Landmarking Moves Forward Despite Opposition
Rockford Historic Preservation Commission votes to move decision on old chancery to the City Council.
By Penny Wiegert, Editor
March 7, 2019
ROCKFORD—The Rockford Historic Preservation Commission voted Feb. 28  to approve landmark status for the former chancery for the Diocese of Rockford, a former convent and the Cathedral of St. Peter School, all located on the Cathedral of St. Peter campus, despite strong opposition from the diocese.
After a 5-0 vote, the petition filed by a Rockford group known as the Friends of Ziock now moves to a review and vote by the full Rockford city council.
The preservation commission vote came after an open hearing on Feb. 12 where presentations were made by the Diocese of Rockford, the Friends of Ziock and community members.
The Diocese of Rockford provided photographic evidence along with testimony from a local architect, that none of the buildings meets the criteria of the commission to be deemed historic landmarks.
Those opposing the diocese presented arguments ranging from personal emotion to wanting the diocese to redevelop the buildings for some type of residential and or commercial use. 
According to diocesan property manager Brian Heinkel, a well-known local developer visited the property in December 2018 at the urging of a Friends of Ziock supporter, and had no interest in the buildings. 
In addition, the diocese has no interest in being forced to break up or sell the property for a use not compatible with the mission of the Catholic faith.
Bishop David Malloy and lawyers representing the diocese consider the forced landmarking of these buildings to be a governmental intrusion on the religious decisions of the Church, in violation of the separation of church and state doctrine, and an infringement on the church’s First Amendment right to freely exercise the Catholic faith.
Financially untenable
In addition, the cost of restoring and maintaining the former chancery in the event it is landmarked by the government would amount to diverting approximately half the operating budget of the entire Diocese of Rockford — jeopardizing ministries that educate children, and serve the poor, elderly and disabled throughout the entire 11 counties of the diocese. 
Maintaining the former convent and the school has already placed a financial burden on the Cathedral parish according to its finance council.
After the former chancery office closed in 2002, it remained unused until 2009 when the Rockford Diocese made plans to move Catholic Charities, which included immigration and refugee services, into the building. 
But the outcry from the surrounding neighbors prevented permits necessary for the ministries to operate there.

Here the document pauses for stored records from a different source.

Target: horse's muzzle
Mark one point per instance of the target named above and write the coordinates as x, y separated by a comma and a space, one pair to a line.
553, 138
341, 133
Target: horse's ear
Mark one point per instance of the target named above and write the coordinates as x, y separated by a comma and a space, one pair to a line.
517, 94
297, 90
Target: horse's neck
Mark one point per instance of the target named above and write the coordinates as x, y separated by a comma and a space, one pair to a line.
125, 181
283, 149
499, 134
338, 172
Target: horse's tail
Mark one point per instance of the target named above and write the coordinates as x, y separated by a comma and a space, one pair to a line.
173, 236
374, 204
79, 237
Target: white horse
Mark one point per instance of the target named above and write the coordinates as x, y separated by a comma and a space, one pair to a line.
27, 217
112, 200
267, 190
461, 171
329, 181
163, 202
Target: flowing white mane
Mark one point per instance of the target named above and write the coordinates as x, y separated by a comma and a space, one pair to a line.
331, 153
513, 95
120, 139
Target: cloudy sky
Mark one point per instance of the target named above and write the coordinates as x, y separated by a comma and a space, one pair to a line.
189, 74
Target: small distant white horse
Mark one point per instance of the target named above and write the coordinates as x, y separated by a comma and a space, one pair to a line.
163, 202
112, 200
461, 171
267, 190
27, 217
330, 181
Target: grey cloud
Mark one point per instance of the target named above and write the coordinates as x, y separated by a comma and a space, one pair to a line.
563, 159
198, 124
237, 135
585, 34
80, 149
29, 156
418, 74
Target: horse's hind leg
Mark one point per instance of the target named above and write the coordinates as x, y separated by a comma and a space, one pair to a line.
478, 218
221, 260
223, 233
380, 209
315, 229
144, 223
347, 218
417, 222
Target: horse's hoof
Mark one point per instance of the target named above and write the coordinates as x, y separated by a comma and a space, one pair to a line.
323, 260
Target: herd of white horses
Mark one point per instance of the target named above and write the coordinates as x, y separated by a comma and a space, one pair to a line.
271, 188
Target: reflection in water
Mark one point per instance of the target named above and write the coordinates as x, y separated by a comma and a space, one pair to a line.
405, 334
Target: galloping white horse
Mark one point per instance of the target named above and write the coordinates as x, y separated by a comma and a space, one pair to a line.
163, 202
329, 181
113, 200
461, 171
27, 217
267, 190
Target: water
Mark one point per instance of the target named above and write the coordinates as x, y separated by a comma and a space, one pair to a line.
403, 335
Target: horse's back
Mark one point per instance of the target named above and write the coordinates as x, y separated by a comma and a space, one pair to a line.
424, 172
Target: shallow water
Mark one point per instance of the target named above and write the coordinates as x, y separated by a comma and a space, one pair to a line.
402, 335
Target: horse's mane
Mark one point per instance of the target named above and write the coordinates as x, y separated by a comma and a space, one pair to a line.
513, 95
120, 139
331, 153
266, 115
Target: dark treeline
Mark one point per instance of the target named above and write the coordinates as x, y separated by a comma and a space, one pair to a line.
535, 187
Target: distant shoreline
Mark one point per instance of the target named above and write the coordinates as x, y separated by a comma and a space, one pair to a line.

Catholic Charities had to find an alternative downtown location and the former chancery office has remained vacant since 2009.
In November of 2018, plans were announced to raze the former convent after it was cited by the City of Rockford for several building code violations. 
The Cathedral parish pastoral and finance councils both voted to raze the building rather than bring into compliance a decaying structure for which the parish had no use. 
The diocese since 2009 had brought the question of the former chancery building to the Diocese Finance Council and Diocese College of Consultors. In 2009, 2013, 2017, and 2018, their conclusions were that there was no use for that building that would outweigh the cost to make it habitable. 
The building had sustained structural, engineering, mechanical, and aesthetic failures while in disuse. The building was laden with asbestos, and mold developed.
To save demolition costs and clear the property to make way for additional parking for the Cathedral and possible prayer and community garden space, the diocese decided to raze the former chancery at the same time the parish wanted to raze the old convent. 
The plan advanced to include a fully landscaped meditation garden dedicated to the Immaculate Conception of Mary, patroness of the diocese.
The plans were halted just days before demolition when a petition for landmark status was filed.
“Our view is that we can provide a new and outdoor area for people to be able to walk through and worship, to say the rosary, to attend Marian type celebrations on various holy days, feast days or at other times, and to be a pilgrimage destination,” Patrick Winn told the Historic Commission members during the Feb. 12 hearing.
Winn is the director of Catholic Charities.
The hope, according to the diocese, is that members of the Rockford City Council will respect the right of the church to decide how to use the three properties and vote no on landmarking these buildings and avoid any further conflict. 
A date for the vote of the City Council has not been announced. In the meantime, Catholics, especially those in the Rockford area are urged to contact City Council members and ask them to vote against landmarking.